Die grosse Spitzkoppe, die höchste der Erhebungen. Sie ist ein beliebtes Ziel für Bergsteiger, jedoch eher im Winter als im Sommer. Im Sommer ist der Stein so heiss, dass man sich daran die Finger verbrennt. Heute morgen verliessen wir Hentiesbay bei 14° und nur weinige Stunden später stieg das Thermometer auf 34° Celsius. Auf Meereshöhe kalt, hier auf 1500 m.ü.M. sehr heiss!
Das Spitzkuppe-Massiv umfasst eine Vielzahl von einzelnen Formationen: Von grossen Felsbrocken über kleine Kugeln bis zu dieser eindrücklichen Felswand.

Bei dieser Formation kann mach sich die Entstehung vorstellen: Das Magma füllte Kluften und Höhlen im Untergrund aus, anschliessend wird das Deckgestein weggewaschen und zurück bleibt diese seltsame Formation.

Eine Granitkugel rollte irgendwann vom Berg hinunter und wurde von einer grösseren Kugel gebremst. Wie lange sie schon in dieser Position verharrt, lässt sich nicht bestimmen.

In vielen der Spalten und kleinen Höhlen leben Klippschleifer, hier Dassies genannt. Nur bei sehr genauem Hinsehen sind sie erkennbar. Sie sind eine beliebte Futterquelle für die Black Eagle, (Verreaux’s eagle), welche hier leben. Ich las in einem Nationalpark, dass ein Paar pro Jahr um die 300 Dassies jagt und vertilgt. Sie sollen bis zu 90% ihrer Diät ausmachen. Da verstehe ich gut, dass die Dassies in Felsspalten leben und jeweils nur schnellstmöglich über die offen Flächen rennen. Wer will schon plötzlich fliegen!

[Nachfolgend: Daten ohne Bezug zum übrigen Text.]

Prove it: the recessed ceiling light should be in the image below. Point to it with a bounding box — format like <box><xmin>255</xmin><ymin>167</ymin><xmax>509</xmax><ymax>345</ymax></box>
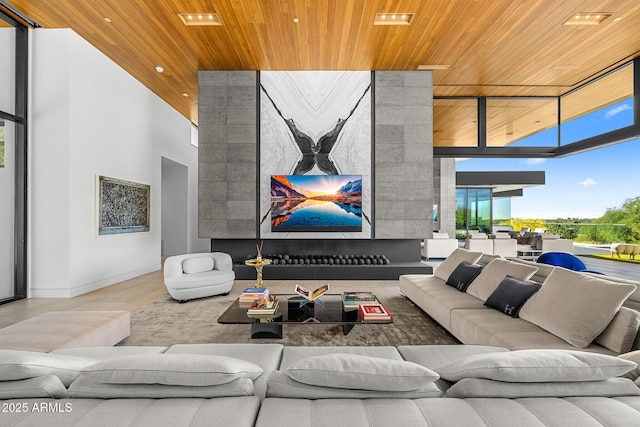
<box><xmin>562</xmin><ymin>12</ymin><xmax>613</xmax><ymax>25</ymax></box>
<box><xmin>418</xmin><ymin>65</ymin><xmax>451</xmax><ymax>71</ymax></box>
<box><xmin>551</xmin><ymin>65</ymin><xmax>582</xmax><ymax>70</ymax></box>
<box><xmin>373</xmin><ymin>13</ymin><xmax>415</xmax><ymax>25</ymax></box>
<box><xmin>178</xmin><ymin>13</ymin><xmax>222</xmax><ymax>27</ymax></box>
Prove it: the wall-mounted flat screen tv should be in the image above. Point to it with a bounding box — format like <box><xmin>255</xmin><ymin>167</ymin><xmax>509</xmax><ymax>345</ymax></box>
<box><xmin>271</xmin><ymin>175</ymin><xmax>362</xmax><ymax>232</ymax></box>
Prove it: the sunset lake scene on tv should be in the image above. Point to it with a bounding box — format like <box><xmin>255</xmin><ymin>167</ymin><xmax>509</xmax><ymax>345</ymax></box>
<box><xmin>271</xmin><ymin>175</ymin><xmax>362</xmax><ymax>232</ymax></box>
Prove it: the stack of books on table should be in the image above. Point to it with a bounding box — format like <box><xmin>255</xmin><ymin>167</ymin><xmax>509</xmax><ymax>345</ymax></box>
<box><xmin>358</xmin><ymin>303</ymin><xmax>391</xmax><ymax>322</ymax></box>
<box><xmin>238</xmin><ymin>288</ymin><xmax>269</xmax><ymax>307</ymax></box>
<box><xmin>247</xmin><ymin>296</ymin><xmax>280</xmax><ymax>316</ymax></box>
<box><xmin>342</xmin><ymin>292</ymin><xmax>378</xmax><ymax>311</ymax></box>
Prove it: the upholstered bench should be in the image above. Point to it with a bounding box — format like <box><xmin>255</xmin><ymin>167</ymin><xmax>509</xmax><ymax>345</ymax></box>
<box><xmin>0</xmin><ymin>311</ymin><xmax>130</xmax><ymax>352</ymax></box>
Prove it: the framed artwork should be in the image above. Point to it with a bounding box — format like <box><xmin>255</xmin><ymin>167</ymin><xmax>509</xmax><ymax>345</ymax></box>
<box><xmin>96</xmin><ymin>175</ymin><xmax>151</xmax><ymax>236</ymax></box>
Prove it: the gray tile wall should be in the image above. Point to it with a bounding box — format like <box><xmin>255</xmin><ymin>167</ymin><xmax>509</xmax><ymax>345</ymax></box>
<box><xmin>198</xmin><ymin>71</ymin><xmax>258</xmax><ymax>239</ymax></box>
<box><xmin>433</xmin><ymin>158</ymin><xmax>456</xmax><ymax>237</ymax></box>
<box><xmin>374</xmin><ymin>71</ymin><xmax>434</xmax><ymax>239</ymax></box>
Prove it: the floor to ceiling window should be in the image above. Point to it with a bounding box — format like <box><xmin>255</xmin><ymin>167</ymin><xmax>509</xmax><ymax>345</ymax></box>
<box><xmin>0</xmin><ymin>11</ymin><xmax>28</xmax><ymax>303</ymax></box>
<box><xmin>456</xmin><ymin>188</ymin><xmax>491</xmax><ymax>238</ymax></box>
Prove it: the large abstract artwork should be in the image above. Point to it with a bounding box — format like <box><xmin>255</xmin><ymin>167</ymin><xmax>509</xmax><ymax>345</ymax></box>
<box><xmin>260</xmin><ymin>71</ymin><xmax>372</xmax><ymax>238</ymax></box>
<box><xmin>96</xmin><ymin>175</ymin><xmax>151</xmax><ymax>235</ymax></box>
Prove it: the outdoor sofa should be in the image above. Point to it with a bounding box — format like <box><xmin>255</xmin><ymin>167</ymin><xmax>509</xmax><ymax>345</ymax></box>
<box><xmin>0</xmin><ymin>344</ymin><xmax>640</xmax><ymax>427</ymax></box>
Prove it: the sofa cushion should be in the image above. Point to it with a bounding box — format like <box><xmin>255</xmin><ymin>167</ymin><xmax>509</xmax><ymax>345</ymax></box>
<box><xmin>433</xmin><ymin>248</ymin><xmax>482</xmax><ymax>281</ymax></box>
<box><xmin>467</xmin><ymin>259</ymin><xmax>538</xmax><ymax>301</ymax></box>
<box><xmin>484</xmin><ymin>276</ymin><xmax>542</xmax><ymax>317</ymax></box>
<box><xmin>0</xmin><ymin>350</ymin><xmax>97</xmax><ymax>387</ymax></box>
<box><xmin>593</xmin><ymin>307</ymin><xmax>640</xmax><ymax>353</ymax></box>
<box><xmin>69</xmin><ymin>377</ymin><xmax>254</xmax><ymax>399</ymax></box>
<box><xmin>446</xmin><ymin>261</ymin><xmax>482</xmax><ymax>292</ymax></box>
<box><xmin>437</xmin><ymin>349</ymin><xmax>637</xmax><ymax>382</ymax></box>
<box><xmin>267</xmin><ymin>371</ymin><xmax>442</xmax><ymax>399</ymax></box>
<box><xmin>287</xmin><ymin>353</ymin><xmax>440</xmax><ymax>391</ymax></box>
<box><xmin>446</xmin><ymin>378</ymin><xmax>640</xmax><ymax>399</ymax></box>
<box><xmin>182</xmin><ymin>256</ymin><xmax>214</xmax><ymax>274</ymax></box>
<box><xmin>519</xmin><ymin>268</ymin><xmax>636</xmax><ymax>348</ymax></box>
<box><xmin>0</xmin><ymin>375</ymin><xmax>69</xmax><ymax>399</ymax></box>
<box><xmin>80</xmin><ymin>353</ymin><xmax>263</xmax><ymax>386</ymax></box>
<box><xmin>618</xmin><ymin>350</ymin><xmax>640</xmax><ymax>381</ymax></box>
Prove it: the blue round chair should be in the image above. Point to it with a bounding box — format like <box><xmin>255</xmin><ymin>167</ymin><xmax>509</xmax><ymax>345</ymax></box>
<box><xmin>537</xmin><ymin>252</ymin><xmax>603</xmax><ymax>274</ymax></box>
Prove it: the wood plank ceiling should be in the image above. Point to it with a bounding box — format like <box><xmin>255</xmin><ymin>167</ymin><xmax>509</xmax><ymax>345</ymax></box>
<box><xmin>3</xmin><ymin>0</ymin><xmax>640</xmax><ymax>135</ymax></box>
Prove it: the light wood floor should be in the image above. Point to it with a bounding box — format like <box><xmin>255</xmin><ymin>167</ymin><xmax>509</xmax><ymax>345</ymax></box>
<box><xmin>0</xmin><ymin>270</ymin><xmax>167</xmax><ymax>328</ymax></box>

Die Spitzkoppe von Norden aus gesehen, ein Blick zurück, bevor wir weiter in Richtung Uis fuhren.

In der nähe von Uis begrüssten uns diese White bellied Korhans, eine Art Trappen, die meist in Paaren leben, hier ist noch ein schon etwas älteres Jungtier dabei. Ihre Färbung macht sie in ihrem Lebensraum nur sehr schwer erkennbar, eine nahezu perfekte Tarnung.